Why regular maintenance is better than a once-off big job
Gerhard Kotzé, MD of the RealNet estate agency group, says there are basic maintenance checks that every homeowner should do at least annually. This will ensure that your home is always sale ready.
Not only is this a great way to maintain the value of your home, it is also the best way to ensure that you don’t lose out should you need to sell in a hurry – a house that has not been maintained, no matter its location or features, will fetch less in the market.
“Homeowners who make a monthly or annual investment in maintenance and upkeep will save money in the long run, even if they have no need or plan to sell,” adds Kotzé. “Repairing the damage done to paintwork, ceilings and carpets after a geyser burst, for example, is likely to cost much more than the timely replacement of an ageing geyser, before it bursts.”
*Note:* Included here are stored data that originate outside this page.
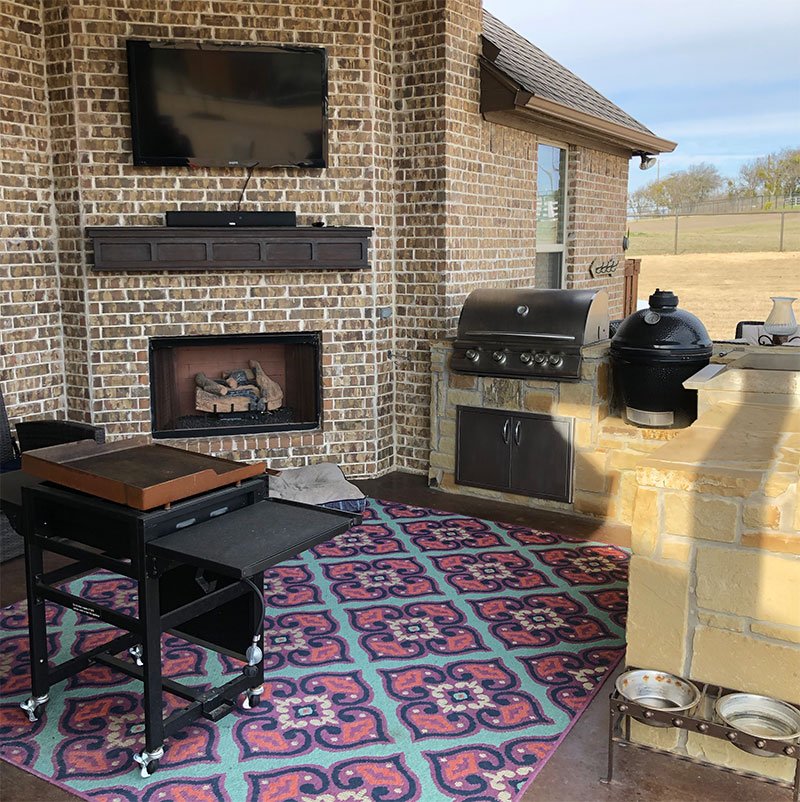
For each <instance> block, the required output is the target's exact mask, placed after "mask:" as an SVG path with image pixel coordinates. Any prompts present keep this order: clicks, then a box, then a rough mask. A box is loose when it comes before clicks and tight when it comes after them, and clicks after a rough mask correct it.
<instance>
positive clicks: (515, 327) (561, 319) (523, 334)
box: [458, 289, 608, 346]
mask: <svg viewBox="0 0 800 802" xmlns="http://www.w3.org/2000/svg"><path fill="white" fill-rule="evenodd" d="M607 338H608V295H607V294H606V292H605V290H537V289H484V290H473V291H472V292H471V293H470V294H469V296H468V298H467V300H466V301H465V302H464V306H463V308H462V309H461V316H460V317H459V320H458V339H460V340H490V341H492V342H497V341H502V340H506V341H510V342H514V341H524V340H527V339H531V340H533V339H535V340H539V341H542V342H543V343H547V342H552V343H553V344H554V345H556V344H558V345H561V346H570V345H574V346H581V345H585V344H587V343H592V342H597V341H598V340H605V339H607Z"/></svg>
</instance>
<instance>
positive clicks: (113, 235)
mask: <svg viewBox="0 0 800 802" xmlns="http://www.w3.org/2000/svg"><path fill="white" fill-rule="evenodd" d="M86 233H87V235H88V237H89V238H90V239H91V240H92V243H93V245H94V267H93V270H94V271H95V272H115V273H120V272H125V273H131V272H141V271H158V270H170V271H174V270H192V271H199V270H243V269H256V270H295V269H298V268H299V269H305V270H362V269H364V268H368V267H369V261H368V258H369V238H370V236H371V235H372V229H371V228H355V227H345V226H341V227H330V228H327V227H321V228H316V227H314V226H311V227H308V228H294V227H291V228H289V227H286V228H284V227H277V226H276V227H274V228H272V227H270V228H177V227H176V228H168V227H166V226H115V227H109V228H87V229H86Z"/></svg>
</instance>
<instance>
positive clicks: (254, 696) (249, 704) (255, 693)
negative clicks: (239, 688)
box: [242, 685, 264, 710]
The four must-haves in your maintenance schedule
- Painting – Painting the exterior of the house one year, the interior the next, the garage and outbuildings and the surrounding wall in following years will avoid the major cost of a big paint job all at once. Carried out in stages, it can probably also be paid for from current income rather than savings.
- Plumbing – You should scan all visible water pipes for cracks, leaks or severe rusting and repair dripping taps and leaking cisterns. A dose of drain cleaner will usually clear sluggish drains and a visual inspection of the geyser will ensure it is intact and undamaged.
- Electrical – Check the distribution box and fuses for any signs of scorching and check all visible cabling for worn insulation and signs of shorting or exposed wires. Also go over all wall plugs and switches, and remove all temporary installations with trailing wires and extension cords that could become a fire hazard. Don’t overload plugs and tidy up tangled connections behind TVs, music centres and computers.
- Exterior – Clearing the gutters should be a regular task. Overflows can damage paint, plaster and brickwork and a blockage can cause the gutter system to collapse. You should also check for wind and storm damage to the roof, loose tiles, gaps in the flashing and damage around chimneys. Keep tree branches and shrubbery clear of telephone and electricity cables, window putty should be checked for damage and window frames and doors should be regularly sanded and painted or varnished.
Expert tip: If you keep to your schedule you will usually find that any repairs needed are small tasks that you can handle yourself, saving you even more. However, if you do need to hire a contractor get competitive quotes and check references from previous customers before you hire a contractor you’ve never worked with.